The race was on. After getting to India, I spent two days at the Ministry of Tourism and Culture, one day at the customs building and took three trips back and forth by train in an overcrowded sleeping car from New Delhi to Agra. Never in my life had I spent that much energy to get something like this done. How frustrating that I was having to do all this running around for what would have been a simple situation if it had been properly planned.

On Friday in the late afternoon, a positive meeting with the Minister of Tourism and Culture, the Hon. Ambika Soni, a very charming and competent lady, gave the necessary impetus and official approval so that things started to move. And move they did … in just two days, the government signed an official letter for customs to waive the import tax on our airship and to expedite the clearance. It all got sorted out in just two working days, a world record in a country that has a huge and obviously effective administrative bureaucracy – perhaps the structure harks back to that in place when the British were in India.

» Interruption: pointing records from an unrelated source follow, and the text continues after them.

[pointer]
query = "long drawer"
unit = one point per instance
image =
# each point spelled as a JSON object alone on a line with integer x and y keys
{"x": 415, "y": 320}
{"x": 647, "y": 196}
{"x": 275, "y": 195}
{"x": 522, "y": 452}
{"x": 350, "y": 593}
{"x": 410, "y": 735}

It is amazing how the national animal, in this case the Indian elephant, resemble the nature of a country. Huge, slow-moving with a warm and very sensitive skin, he can move almost anything …

Without an N7W guardian angel, our airship would have never flown. In this case, the angel was Col.Yadav, an active Colonel in the Indian Army who also happens to be one of only five Indian certified balloon pilots and who took a leave from the army especially to help us with the event – so this guardian angel even had wings, in a matter of speaking!